The relationships between Nick and his brother (Aiden) and Beth and her sister (Lucy) are really interesting – both siblings are complete opposites in personality and characteristics (think Anna and Elsa from Frozen) and the way these relationships play out is really interesting and, in my opinion, really true to life (I have 4 sisters and 1 brother).
I enjoyed reading this book and I could see it playing out in front of me – this would make a fab Christmas film. The setting of the Abbey gave the book a hint of a gothic feel, which I loved. The ending leaves plenty of scope for spin-offs or for some of the more minor characters to be developed on future novels. I love it when authors do this as I find it really fun when you read a book and someone you ‘know’ pops up again.

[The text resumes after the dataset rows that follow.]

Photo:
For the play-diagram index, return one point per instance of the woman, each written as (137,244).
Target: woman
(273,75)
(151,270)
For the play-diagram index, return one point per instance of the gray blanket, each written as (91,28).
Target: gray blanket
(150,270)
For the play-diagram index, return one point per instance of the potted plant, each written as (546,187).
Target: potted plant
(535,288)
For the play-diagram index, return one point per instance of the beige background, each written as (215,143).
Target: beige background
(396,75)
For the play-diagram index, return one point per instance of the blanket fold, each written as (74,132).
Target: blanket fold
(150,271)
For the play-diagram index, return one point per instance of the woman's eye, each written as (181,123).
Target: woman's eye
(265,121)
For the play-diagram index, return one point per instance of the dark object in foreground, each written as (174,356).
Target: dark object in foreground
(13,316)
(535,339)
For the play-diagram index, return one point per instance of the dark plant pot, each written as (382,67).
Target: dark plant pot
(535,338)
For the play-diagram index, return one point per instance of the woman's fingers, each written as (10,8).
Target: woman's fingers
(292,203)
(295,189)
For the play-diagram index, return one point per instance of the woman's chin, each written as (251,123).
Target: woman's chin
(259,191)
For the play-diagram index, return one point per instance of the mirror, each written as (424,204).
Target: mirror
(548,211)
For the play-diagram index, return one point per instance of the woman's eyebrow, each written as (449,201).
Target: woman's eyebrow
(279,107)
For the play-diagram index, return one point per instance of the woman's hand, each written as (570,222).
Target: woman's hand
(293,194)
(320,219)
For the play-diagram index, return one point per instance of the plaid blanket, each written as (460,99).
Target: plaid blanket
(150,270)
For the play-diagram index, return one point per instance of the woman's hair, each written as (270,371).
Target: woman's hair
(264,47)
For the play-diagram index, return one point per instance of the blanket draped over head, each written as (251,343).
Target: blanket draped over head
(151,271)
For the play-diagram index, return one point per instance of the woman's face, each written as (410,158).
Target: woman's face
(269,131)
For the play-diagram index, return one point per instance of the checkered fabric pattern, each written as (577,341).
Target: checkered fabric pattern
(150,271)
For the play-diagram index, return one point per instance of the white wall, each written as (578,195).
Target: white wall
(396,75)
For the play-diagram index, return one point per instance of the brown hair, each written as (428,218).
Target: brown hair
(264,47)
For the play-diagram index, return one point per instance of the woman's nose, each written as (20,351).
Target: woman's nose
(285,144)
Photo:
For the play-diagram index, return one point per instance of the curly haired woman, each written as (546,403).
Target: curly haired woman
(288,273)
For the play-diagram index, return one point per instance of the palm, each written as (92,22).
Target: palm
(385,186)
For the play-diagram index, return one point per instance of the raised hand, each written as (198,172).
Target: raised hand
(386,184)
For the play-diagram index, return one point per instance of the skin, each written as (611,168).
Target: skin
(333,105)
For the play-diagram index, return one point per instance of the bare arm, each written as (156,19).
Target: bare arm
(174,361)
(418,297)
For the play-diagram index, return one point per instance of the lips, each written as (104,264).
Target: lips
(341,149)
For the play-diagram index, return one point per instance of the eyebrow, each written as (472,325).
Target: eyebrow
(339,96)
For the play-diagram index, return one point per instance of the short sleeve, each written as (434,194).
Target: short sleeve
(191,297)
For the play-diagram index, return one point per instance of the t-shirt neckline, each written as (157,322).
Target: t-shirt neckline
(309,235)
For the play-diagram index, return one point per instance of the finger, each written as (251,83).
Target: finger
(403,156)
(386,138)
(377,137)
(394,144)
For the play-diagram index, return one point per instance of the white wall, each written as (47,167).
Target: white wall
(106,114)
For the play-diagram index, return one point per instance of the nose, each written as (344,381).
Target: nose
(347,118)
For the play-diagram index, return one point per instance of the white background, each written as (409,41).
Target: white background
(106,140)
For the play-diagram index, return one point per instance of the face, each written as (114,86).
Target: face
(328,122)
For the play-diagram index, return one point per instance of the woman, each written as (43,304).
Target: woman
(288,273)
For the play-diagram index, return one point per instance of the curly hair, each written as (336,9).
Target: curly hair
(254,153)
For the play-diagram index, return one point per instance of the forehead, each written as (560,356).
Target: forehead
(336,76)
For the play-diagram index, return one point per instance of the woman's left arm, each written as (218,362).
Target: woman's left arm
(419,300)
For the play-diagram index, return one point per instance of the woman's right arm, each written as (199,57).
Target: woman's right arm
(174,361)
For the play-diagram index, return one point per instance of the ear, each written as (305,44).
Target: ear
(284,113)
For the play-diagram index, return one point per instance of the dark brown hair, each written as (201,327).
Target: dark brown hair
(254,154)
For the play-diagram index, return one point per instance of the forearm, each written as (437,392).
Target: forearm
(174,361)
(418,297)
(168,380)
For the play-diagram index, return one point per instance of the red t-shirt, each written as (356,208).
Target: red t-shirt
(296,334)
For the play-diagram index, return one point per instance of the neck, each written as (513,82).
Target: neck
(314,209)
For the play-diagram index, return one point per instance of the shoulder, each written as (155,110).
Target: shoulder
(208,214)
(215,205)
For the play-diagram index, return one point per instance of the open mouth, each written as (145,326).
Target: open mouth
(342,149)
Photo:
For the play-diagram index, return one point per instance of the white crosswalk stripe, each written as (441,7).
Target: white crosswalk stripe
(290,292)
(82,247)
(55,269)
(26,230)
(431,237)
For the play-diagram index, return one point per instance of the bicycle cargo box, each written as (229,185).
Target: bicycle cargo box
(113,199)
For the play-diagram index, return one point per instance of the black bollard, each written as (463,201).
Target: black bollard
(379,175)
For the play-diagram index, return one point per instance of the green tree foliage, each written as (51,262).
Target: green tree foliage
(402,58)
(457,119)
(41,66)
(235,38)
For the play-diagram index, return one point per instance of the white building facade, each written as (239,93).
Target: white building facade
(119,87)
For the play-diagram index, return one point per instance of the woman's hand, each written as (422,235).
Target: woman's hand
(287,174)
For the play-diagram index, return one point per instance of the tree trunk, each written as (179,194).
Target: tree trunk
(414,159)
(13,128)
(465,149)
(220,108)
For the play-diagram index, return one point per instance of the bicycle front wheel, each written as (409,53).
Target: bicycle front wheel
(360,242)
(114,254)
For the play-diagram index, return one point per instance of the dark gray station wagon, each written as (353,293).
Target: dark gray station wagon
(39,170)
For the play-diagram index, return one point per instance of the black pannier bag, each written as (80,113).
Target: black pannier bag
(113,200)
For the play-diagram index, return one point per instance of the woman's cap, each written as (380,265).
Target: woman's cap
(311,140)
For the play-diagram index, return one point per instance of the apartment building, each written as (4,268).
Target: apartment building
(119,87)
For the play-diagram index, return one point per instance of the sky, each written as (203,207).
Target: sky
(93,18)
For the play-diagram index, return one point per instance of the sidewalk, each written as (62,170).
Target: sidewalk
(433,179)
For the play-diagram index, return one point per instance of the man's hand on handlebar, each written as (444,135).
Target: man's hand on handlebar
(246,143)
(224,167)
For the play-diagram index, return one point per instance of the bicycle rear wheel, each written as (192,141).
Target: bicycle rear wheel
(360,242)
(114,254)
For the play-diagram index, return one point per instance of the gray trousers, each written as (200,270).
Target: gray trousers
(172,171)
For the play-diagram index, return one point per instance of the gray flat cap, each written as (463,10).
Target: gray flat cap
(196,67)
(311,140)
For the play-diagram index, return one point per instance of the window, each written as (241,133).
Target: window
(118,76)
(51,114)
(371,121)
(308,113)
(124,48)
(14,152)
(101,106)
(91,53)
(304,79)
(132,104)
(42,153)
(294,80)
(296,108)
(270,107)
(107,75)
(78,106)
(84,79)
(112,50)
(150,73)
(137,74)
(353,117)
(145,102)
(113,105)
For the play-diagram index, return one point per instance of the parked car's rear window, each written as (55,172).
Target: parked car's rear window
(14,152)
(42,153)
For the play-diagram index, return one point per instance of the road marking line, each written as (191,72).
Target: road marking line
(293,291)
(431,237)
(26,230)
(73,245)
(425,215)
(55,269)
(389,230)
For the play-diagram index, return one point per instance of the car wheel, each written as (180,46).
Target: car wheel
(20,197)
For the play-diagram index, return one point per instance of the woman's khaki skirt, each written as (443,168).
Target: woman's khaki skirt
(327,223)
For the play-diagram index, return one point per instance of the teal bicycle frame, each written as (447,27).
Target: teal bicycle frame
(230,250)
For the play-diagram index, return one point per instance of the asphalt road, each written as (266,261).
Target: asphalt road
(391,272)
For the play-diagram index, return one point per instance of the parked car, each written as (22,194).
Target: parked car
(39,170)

There are twists and turns along the way, and not just the hairpin bends leading up to The Abbey, and several times I thought I knew what was coming but was surprised by an event or a revelation. Considering the book takes place over 4-5 days, a lot is packed in.
Given the current times we are living in, and all the talk of “what will Christmas be like this year” I really felt this book. We have talked as a family about what we usually do that we won’t be doing this Christmas and we’ve decided that it’s time to make some new traditions and to strip Christmas right back this year – a theme that bounces around in this book. All Beth really wants is her family to be around her, and that’s all we can hope for this year.
Warning: will make you want to eat mince pies and bacon sandwiches!